Right off the top, the appeal court notes that Clyke “is schizophrenic and has had periods of profound dysregulation which have waxed and waned depending on the treatment received from time to time.”
It was in May 2019 that Clyke was convicted of second-degree murder and handed life in prison with no chance of parole for 12 years. While behind bars, Clyke decided to appeal his conviction and retained a lawyer different from the one he had at trial.
During that appeal, Clyke argued two points: His conviction was a miscarriage of justice due to “the ineffective assistance of trial counsel,” and his right “to make a full answer and defence” had been breached due to the Crown’s failure to disclose the recording of a statement Clyke had given police.
But then things went sideways.
Clyke fired his appeal lawyer after the latter did not obtain a transcript from a civil case Clyke insisted would “invalidate his murder conviction.” Clyke then had prison staff fax a letter to the court saying he was discontinuing his appeal.
The court, however, told Clyke to attend the scheduled appeal hearing and appointed his fired appeal lawyer as amicus curiae (an impartial lawyer brought in to represent a position of interest).
That hearing took place on June 22, 2022, during which Clyke said he would continue his appeal and introduce fresh evidence relating to the allegation of ineffective counsel. This matter was heard first and included testimony from two expert witnesses who spoke to Clyke’s motion.
Clyke also took the stand. But during cross-examination, he became “upset” and again stated that he wanted to discontinue his appeal. The presiding judges offered him the chance to get legal advice, but Clyke insisted that his appeal end.
Thus, the court dismissed the appeal days later, on June 29, 2022.
But around five weeks later, Clyke, his mental state continuing to deteriorate, called his former appeal lawyer and asked that his appeal be reactivated.
That brought things to where they are now.
At this latest appeal, the Crown argued that reopening an appeal “should be permitted only in the most clear and compelling of cases,” and that the court should make Clyke “establish a ‘clear and compelling’ case” to justify its re-opining.
The Crown further argued that Clyke “fully understood the ramifications of abandoning the appeal mid-hearing,” that there was a lack of expert evidence demonstrating that he was delusional “or otherwise unable to make decisions regarding the conduct of his appeal” and that the June 22 appeal had been “disposed of ‘on the merits.’”
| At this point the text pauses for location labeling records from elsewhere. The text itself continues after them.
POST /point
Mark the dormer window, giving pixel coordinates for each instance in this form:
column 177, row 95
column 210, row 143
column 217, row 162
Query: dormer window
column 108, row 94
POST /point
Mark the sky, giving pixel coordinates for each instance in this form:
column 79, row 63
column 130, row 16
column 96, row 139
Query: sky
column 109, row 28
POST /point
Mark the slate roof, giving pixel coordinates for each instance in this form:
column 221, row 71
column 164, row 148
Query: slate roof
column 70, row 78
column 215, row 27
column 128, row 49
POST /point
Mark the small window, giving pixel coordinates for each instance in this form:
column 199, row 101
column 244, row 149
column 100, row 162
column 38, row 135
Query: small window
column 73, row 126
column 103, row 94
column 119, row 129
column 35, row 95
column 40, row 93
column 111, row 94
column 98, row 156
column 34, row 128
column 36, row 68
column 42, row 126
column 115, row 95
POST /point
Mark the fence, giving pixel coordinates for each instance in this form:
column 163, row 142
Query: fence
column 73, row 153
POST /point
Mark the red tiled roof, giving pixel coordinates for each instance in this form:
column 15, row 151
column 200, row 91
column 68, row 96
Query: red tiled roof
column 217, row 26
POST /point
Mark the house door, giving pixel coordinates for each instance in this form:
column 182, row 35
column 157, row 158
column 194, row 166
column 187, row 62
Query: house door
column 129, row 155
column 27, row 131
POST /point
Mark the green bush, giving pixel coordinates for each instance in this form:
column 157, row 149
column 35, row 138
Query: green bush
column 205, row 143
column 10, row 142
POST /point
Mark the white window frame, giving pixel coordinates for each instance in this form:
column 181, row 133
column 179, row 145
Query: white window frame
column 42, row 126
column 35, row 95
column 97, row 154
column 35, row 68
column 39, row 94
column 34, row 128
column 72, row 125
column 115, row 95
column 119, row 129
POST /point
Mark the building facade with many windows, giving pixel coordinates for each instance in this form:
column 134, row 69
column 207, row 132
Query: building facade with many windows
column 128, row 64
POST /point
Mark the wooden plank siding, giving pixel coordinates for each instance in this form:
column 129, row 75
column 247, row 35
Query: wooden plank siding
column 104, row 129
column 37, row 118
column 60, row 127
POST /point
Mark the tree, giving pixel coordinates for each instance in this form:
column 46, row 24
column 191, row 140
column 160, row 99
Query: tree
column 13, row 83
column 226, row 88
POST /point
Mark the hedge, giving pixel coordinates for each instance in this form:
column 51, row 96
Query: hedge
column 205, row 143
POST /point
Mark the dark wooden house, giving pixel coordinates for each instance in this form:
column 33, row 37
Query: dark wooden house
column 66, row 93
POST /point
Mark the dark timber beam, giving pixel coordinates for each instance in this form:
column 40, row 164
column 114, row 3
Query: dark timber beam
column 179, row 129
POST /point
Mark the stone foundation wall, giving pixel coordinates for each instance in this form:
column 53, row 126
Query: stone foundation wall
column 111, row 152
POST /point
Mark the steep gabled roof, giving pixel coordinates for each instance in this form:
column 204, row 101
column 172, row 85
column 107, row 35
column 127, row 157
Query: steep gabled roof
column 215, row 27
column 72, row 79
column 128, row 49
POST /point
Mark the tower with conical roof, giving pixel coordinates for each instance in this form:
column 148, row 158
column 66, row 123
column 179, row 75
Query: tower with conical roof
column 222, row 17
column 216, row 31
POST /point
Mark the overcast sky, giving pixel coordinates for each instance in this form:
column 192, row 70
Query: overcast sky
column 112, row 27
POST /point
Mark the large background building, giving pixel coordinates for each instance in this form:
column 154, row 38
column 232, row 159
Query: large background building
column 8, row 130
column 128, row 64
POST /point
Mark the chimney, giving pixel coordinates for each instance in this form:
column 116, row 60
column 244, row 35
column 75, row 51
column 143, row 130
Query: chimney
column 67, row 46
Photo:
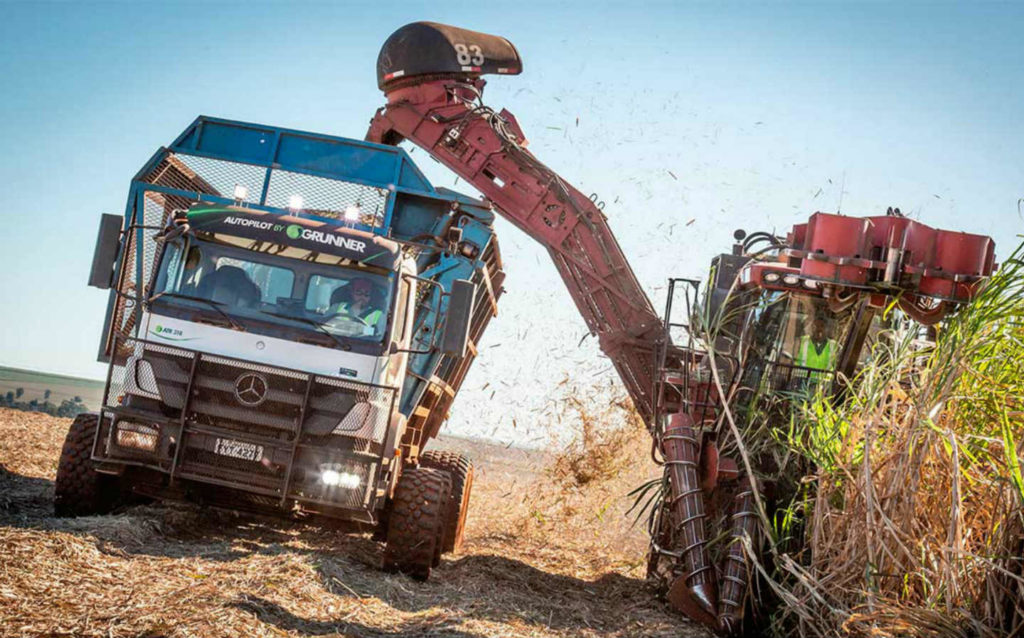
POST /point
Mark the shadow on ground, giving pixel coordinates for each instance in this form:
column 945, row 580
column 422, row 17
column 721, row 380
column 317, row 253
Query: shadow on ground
column 473, row 586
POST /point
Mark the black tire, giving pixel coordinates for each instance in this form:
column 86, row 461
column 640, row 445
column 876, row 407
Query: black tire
column 416, row 523
column 80, row 490
column 460, row 468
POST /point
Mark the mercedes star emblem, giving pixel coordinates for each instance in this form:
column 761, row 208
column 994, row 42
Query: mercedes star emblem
column 250, row 389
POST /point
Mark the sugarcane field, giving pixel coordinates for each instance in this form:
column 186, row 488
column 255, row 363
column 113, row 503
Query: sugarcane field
column 607, row 321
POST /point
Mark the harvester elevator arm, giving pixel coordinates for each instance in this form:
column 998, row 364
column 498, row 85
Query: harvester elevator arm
column 446, row 118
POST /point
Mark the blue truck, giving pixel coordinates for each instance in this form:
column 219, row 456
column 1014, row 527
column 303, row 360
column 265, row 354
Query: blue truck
column 290, row 316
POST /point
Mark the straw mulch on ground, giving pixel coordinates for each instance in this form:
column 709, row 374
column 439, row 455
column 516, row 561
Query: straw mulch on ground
column 541, row 564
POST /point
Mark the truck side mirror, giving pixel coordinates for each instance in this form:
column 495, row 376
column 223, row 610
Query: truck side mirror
column 108, row 243
column 460, row 315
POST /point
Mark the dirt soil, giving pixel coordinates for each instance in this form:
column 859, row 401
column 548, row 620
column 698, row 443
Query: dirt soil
column 537, row 562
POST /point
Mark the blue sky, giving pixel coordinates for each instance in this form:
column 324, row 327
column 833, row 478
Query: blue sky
column 730, row 115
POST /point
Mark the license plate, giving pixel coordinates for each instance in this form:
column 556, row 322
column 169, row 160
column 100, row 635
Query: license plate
column 239, row 450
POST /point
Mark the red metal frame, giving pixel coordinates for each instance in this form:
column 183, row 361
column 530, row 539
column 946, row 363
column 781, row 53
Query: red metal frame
column 841, row 258
column 487, row 150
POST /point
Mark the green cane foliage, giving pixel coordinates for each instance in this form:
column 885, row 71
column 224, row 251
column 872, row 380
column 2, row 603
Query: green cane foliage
column 900, row 509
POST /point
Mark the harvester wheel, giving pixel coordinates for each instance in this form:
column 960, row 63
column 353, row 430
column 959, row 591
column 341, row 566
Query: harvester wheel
column 80, row 490
column 416, row 523
column 460, row 467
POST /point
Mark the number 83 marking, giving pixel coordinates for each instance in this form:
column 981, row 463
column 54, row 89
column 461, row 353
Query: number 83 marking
column 470, row 54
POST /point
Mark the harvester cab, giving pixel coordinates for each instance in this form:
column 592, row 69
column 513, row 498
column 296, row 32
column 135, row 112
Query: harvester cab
column 290, row 316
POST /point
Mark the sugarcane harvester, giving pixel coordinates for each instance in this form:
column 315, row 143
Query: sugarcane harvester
column 432, row 77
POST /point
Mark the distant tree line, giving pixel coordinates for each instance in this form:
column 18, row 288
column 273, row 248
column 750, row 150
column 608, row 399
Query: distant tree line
column 69, row 408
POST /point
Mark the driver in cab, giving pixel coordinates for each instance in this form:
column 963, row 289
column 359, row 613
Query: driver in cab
column 357, row 301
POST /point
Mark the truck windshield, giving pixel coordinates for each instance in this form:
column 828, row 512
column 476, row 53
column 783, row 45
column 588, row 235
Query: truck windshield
column 349, row 302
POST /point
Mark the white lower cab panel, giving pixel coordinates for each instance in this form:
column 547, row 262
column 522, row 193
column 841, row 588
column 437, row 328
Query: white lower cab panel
column 263, row 349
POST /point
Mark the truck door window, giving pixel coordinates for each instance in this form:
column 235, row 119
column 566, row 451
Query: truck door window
column 353, row 304
column 272, row 282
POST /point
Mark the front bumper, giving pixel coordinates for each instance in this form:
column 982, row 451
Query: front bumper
column 180, row 414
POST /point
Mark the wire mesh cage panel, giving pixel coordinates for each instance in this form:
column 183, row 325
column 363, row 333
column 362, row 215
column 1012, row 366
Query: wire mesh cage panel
column 202, row 174
column 327, row 198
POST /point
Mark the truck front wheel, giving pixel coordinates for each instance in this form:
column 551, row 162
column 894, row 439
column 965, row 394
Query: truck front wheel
column 416, row 522
column 460, row 468
column 80, row 490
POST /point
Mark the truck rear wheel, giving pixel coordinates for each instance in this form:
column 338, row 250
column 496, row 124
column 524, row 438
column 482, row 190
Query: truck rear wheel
column 460, row 468
column 416, row 522
column 80, row 490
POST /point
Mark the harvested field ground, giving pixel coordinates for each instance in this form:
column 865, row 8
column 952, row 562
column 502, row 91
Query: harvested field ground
column 543, row 564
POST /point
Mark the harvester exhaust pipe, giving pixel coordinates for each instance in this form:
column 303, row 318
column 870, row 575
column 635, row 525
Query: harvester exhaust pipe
column 693, row 592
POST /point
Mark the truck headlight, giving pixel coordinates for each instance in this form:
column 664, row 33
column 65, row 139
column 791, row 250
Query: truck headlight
column 136, row 435
column 335, row 478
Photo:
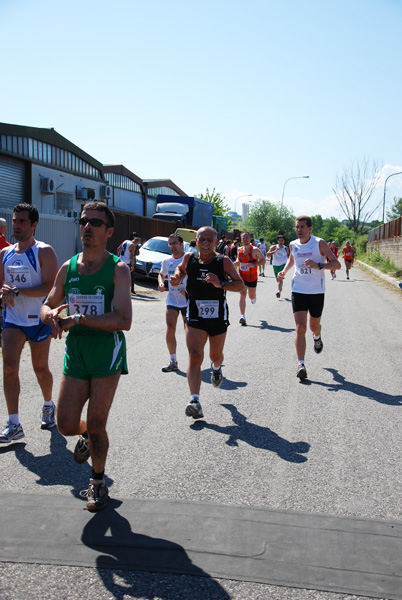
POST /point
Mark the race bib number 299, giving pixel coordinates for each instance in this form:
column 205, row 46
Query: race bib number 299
column 90, row 304
column 208, row 309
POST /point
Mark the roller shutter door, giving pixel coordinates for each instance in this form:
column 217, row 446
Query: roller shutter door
column 12, row 175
Clyke, on the other hand, argued that his appeal was not resolved on the merits, but was discontinued solely on his request that it end.
Appeal court Justice Cindy Bourgeois, with Justices Joel Fichaud and Carole Beaton in agreement, ruled in favour of Clyke, finding that the “order of dismissal previously issued in this matter was not based on the merits of the appeal,”
“The evidence presented on the motion demonstrates the hearing of the appeal was cut short by Mr. Clyke’s insistence on discontinuing it,” writes Justice Bourgeois. “The motion for fresh evidence had not concluded, nor had the hearing of argument on the merits commenced. The order clearly noted it was made due to ‘the appellant advising the Court that he wished to abandon his appeal.’”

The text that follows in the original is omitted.